In FIG. 10B, the first X, Z
根據本教示之氣體封裝系統之各種具體實例,純粹考慮到印刷頭器件及印刷頭的數目,第一印刷頭管理系統2701及第二印刷頭管理系統2702可收容於輔助封裝中,輔助封裝可在印刷製程期間與印刷系統封裝隔離,以用於執行各種量測及維護任務,而極少打斷或不打斷印刷製程。如可在圖10B中看出,可看出第一印刷頭組裝件2501相對於第一印刷頭管理系統2701定位,以易於執行可由第一印刷頭管理系統裝置2707、2709及2711執行之各種量測及維護程序。裝置2707、2709及2011可為用於執行各種印刷頭管理功能的多種子系統或模組中之任何者。舉例而言,裝置2707、2709及2011可為滴量測模組、印刷頭替換模組、清洗盆模組及吸墨器模組中之任何者。

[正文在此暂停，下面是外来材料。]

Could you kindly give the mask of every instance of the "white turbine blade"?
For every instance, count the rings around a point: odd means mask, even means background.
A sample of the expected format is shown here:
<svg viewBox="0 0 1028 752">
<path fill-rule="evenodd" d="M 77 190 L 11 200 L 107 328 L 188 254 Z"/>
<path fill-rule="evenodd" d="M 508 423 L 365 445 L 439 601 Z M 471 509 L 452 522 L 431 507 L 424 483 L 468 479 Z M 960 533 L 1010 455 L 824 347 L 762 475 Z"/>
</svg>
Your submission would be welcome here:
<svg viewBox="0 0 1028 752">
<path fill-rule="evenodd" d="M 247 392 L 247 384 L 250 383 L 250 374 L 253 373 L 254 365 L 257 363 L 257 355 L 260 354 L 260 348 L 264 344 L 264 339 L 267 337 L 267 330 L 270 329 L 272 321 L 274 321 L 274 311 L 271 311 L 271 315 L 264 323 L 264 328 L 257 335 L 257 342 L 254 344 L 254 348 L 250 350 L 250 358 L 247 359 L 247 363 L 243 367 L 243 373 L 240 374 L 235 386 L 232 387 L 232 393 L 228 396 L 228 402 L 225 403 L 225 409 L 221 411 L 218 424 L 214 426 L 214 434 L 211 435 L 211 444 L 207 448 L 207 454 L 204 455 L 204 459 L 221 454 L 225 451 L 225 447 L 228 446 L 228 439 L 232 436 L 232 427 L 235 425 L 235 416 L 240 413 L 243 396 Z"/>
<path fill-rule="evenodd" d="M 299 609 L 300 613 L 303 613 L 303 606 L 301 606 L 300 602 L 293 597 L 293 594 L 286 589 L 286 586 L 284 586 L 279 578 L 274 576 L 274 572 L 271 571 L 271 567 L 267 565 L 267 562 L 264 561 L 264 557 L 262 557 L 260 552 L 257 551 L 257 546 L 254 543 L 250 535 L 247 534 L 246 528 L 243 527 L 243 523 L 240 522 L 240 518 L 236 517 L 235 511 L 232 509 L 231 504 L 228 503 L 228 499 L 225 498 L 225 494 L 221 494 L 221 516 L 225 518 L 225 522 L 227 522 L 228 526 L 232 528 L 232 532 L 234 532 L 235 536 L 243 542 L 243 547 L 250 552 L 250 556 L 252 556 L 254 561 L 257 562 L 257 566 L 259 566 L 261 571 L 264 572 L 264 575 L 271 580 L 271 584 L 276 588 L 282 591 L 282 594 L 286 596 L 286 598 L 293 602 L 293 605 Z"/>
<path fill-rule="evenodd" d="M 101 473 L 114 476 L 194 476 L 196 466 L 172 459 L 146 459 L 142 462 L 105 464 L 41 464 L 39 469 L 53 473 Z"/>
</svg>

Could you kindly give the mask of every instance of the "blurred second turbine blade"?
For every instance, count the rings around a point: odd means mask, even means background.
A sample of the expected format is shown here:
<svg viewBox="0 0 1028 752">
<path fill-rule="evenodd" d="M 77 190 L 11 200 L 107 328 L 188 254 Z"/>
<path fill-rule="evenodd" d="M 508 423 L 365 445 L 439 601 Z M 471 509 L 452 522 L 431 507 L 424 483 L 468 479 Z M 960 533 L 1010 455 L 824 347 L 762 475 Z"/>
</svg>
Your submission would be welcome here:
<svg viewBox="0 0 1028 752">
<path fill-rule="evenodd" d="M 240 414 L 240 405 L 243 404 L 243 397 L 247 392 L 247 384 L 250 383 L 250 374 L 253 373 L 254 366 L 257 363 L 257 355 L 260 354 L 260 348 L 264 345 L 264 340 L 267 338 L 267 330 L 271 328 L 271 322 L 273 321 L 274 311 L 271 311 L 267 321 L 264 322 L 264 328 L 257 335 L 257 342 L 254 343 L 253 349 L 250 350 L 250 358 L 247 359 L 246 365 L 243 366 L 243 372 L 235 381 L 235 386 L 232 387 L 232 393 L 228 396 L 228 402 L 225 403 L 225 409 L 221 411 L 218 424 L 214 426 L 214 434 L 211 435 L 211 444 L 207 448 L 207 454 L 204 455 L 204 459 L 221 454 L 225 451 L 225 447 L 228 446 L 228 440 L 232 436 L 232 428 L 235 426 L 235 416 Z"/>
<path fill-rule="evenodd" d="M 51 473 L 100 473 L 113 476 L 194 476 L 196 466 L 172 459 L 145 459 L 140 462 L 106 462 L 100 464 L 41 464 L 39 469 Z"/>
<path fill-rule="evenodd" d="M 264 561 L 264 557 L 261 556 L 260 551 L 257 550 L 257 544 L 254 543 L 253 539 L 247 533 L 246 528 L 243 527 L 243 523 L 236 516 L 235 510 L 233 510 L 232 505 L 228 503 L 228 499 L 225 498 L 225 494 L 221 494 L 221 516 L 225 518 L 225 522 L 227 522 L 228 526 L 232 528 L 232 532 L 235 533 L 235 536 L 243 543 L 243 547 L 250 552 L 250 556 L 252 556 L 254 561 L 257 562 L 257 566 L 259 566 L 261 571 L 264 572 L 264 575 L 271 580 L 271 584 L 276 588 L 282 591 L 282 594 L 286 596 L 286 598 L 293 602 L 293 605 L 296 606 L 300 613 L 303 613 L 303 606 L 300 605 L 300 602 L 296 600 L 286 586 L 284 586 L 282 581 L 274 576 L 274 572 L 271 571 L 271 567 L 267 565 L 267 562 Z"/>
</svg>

According to various specific examples of the gas packaging system of this teaching, purely considering the number of print head devices and print heads, the first print
圖10C描繪根據本教示之氣體封裝組裝件及系統之各種具體實例的收容於第一印刷頭管理系統輔助面板組裝件1330'內的第一印刷頭管理系統2701之展開圖。如圖10C中所描繪,將輔助面板組裝件1330'展示為剖示圖以更清晰地看出第一印刷頭管理系統2701之細節。根據本教示之印刷頭管理系統(諸如,圖10C之第一印刷頭管理系統2701)之各種具體實例,裝置2707、2709及2011可為用於執行各種功能的多種子系統或模組。舉例而言,裝置2707、2709及2011可為滴量測模組、印刷頭清洗盆模組及吸墨器模組。如圖10C中所描繪,印刷頭替換模組2713可提供用於銜接至
少一印刷頭器件2505之位置。在第一印刷頭管理系統2701之各種具體實例中,可按維護氣體封裝組裝件1000(見圖19)之相同環境規範維護第一印刷頭管理系統輔助面板組裝件1330'。第一印刷頭管理系統輔助面板組裝件1330'可具有經定位用於進行與各種印刷頭管理程序相關聯之任務的把手2530。舉例而言,每一子系統可具有本來即可消耗且需要替換之各種零件,諸如,替換吸墨紙、墨水及廢料儲集器。各種可消耗零件可經包裝以便容易使用把手以完全自動化模式***。作為非限制性實例,可按可易於***以用於在吸乾模組內使用之濾筒格式包裝吸墨紙。藉由另一非限制性實例,可將墨水包裝於可替換儲集器中,以及按用於在印刷系統中使用之濾筒格式包裝。可按可易於***以用於在清洗盆模組內使用之濾筒格式包裝廢料儲集器之各種具體實例。另外,持續使用的印刷系統之各種組件之零件可需要週期性替換。在印刷製程期間,對印刷頭組裝件之便利管理(例如但不限於,印刷頭器件或印刷頭之交換)可為合乎需要的。印刷頭替換模組可具有諸如印刷頭器件或印刷頭之零件,其易於為了使用而***印刷頭組裝件內。用於檢查噴嘴發射之滴量測模組以及基於對來自每一噴嘴之滴容積、速度及軌跡之光學偵測的量測可具有一來源及一偵測器,其可需要在使用之後的週期性替換。各種可消耗及高利用率零件可經包裝以便容易使用把手以例如完全自動化模式***。把手2530可具有安裝至臂2534之末端執行器2536。可使用末端執行器組態之各種具體實例,例如,刀片型末端執行器、夾具型末端執行器及夾爪型末端執行器。末端執行器之各種具體實例可包括機械抓緊及夾緊以及氣動或真空輔助式組裝件以致動末端執行器之部分或以其他方式保持印刷頭器件或來自印刷頭器件之印刷頭。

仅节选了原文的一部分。